From Sinatra’s jaunty rendition to the more mournful version sung by Crosby, the popular song with its tender lyrics provides an apt soundtrack for Taschen’s My Buddy: World War II Laid Bare, an eye-opening photographic record of the emotional and physical bonds between servicemen. Edited by Taschen’s “sexy-book editor” Dian Hanson, the lushly produced hardcover offers a glimpse of soldiers and sailors cavorting in the buff and camping it up during a time when homosexuality was criminalized in the United States.
“The working title of the book was ‘Naked Soldiers,’” says Hanson, “which is okay, but it doesn’t tell the whole story. So finding the song was just delightful. Throughout World War II, the government had to encourage the ‘buddy system,’ and this song was repurposed on this great wave of support—so much so that no one questioned the very romantic lyrics. When we asked people about "My Buddy," they would say, ‘Oh yeah, that was the most wonderful song about the closeness of soldiers.’”

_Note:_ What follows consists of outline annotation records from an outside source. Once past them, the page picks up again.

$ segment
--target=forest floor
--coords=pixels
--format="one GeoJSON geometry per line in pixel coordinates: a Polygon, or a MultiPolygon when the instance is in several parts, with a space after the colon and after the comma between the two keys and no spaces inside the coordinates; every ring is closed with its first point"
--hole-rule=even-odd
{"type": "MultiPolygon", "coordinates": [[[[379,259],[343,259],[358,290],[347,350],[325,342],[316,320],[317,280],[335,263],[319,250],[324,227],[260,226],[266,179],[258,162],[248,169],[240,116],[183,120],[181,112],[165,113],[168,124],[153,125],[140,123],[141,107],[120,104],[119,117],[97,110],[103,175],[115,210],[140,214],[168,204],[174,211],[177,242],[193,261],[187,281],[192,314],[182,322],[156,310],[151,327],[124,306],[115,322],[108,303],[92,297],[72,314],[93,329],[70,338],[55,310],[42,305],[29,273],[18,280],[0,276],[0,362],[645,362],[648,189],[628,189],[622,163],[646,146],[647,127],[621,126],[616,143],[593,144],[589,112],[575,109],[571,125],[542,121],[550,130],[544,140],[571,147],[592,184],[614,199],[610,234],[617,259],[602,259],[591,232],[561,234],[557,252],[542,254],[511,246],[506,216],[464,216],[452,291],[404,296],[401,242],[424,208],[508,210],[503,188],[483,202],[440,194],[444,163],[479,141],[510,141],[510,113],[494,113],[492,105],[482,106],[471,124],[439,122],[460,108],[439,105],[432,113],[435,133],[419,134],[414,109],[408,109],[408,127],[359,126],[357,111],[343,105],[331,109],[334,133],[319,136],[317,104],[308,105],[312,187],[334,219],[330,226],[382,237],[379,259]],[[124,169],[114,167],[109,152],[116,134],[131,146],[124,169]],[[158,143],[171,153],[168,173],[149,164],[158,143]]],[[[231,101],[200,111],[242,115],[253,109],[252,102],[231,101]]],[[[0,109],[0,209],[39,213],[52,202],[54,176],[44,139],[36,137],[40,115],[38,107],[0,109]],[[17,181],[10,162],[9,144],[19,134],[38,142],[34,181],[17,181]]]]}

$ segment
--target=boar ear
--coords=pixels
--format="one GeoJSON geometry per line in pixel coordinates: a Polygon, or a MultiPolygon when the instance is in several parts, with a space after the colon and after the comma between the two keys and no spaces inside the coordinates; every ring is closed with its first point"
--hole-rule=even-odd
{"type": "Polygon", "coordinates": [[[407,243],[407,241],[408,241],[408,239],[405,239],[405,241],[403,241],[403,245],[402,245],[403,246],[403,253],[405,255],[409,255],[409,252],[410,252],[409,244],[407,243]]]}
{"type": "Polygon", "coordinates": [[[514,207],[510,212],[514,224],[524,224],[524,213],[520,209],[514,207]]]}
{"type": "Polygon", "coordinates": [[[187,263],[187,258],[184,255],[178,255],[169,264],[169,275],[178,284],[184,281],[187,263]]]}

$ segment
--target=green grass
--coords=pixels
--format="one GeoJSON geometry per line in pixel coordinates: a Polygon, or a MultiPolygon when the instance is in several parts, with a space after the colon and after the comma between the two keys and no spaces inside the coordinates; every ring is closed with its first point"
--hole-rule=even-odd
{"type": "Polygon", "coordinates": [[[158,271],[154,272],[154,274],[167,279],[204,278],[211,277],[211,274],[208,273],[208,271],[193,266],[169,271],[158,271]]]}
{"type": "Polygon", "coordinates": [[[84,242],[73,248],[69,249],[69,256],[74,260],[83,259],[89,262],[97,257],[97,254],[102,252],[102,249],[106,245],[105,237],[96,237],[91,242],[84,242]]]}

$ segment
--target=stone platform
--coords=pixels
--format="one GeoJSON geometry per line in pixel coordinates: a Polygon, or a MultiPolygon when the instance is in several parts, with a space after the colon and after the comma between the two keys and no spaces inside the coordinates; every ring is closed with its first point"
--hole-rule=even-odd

Los Angeles photographer Michael Stokes spent years combing through flea markets, military trade shows and ephemera sales, as well as eBay, to amass a collection of over 500 images of soldiers and sailors from around the world (although, when nude, it’s not easy to determine a serviceman’s origins or allegiances—apart from his buddy).
According to Stokes, the majority of photographs included in My Buddy are personal snapshots. As Stokes reminds us, “100 years ago, male nudity was less taboo than female nudity, depending on the setting. In the early part of the 20th century, a group of men could easily swim together nude in a lake or a river, whereas today it is considered taboo, illegal or sexual.”
Many photos show servicemen clowning around in affectionate and near-conjugal poses “in the full confidence of their heterosexuality,” as the book asserts. “They had an awareness of homosexuality,” states Hanson, “but only if it was effeminate. If it was not effeminate, then it wasn’t homosexuality, which meant that it was all right.”
Not that any of the men carousing in the nude at the peak of their physical prowess are homosexual—or, at least, as Hanson says, “It’s important not to make suppositions about their adult lives based on these photographs.” Not unlike the manner in which we withheld judgment of our own college fraternity brothers sharing our beds on the mornings after.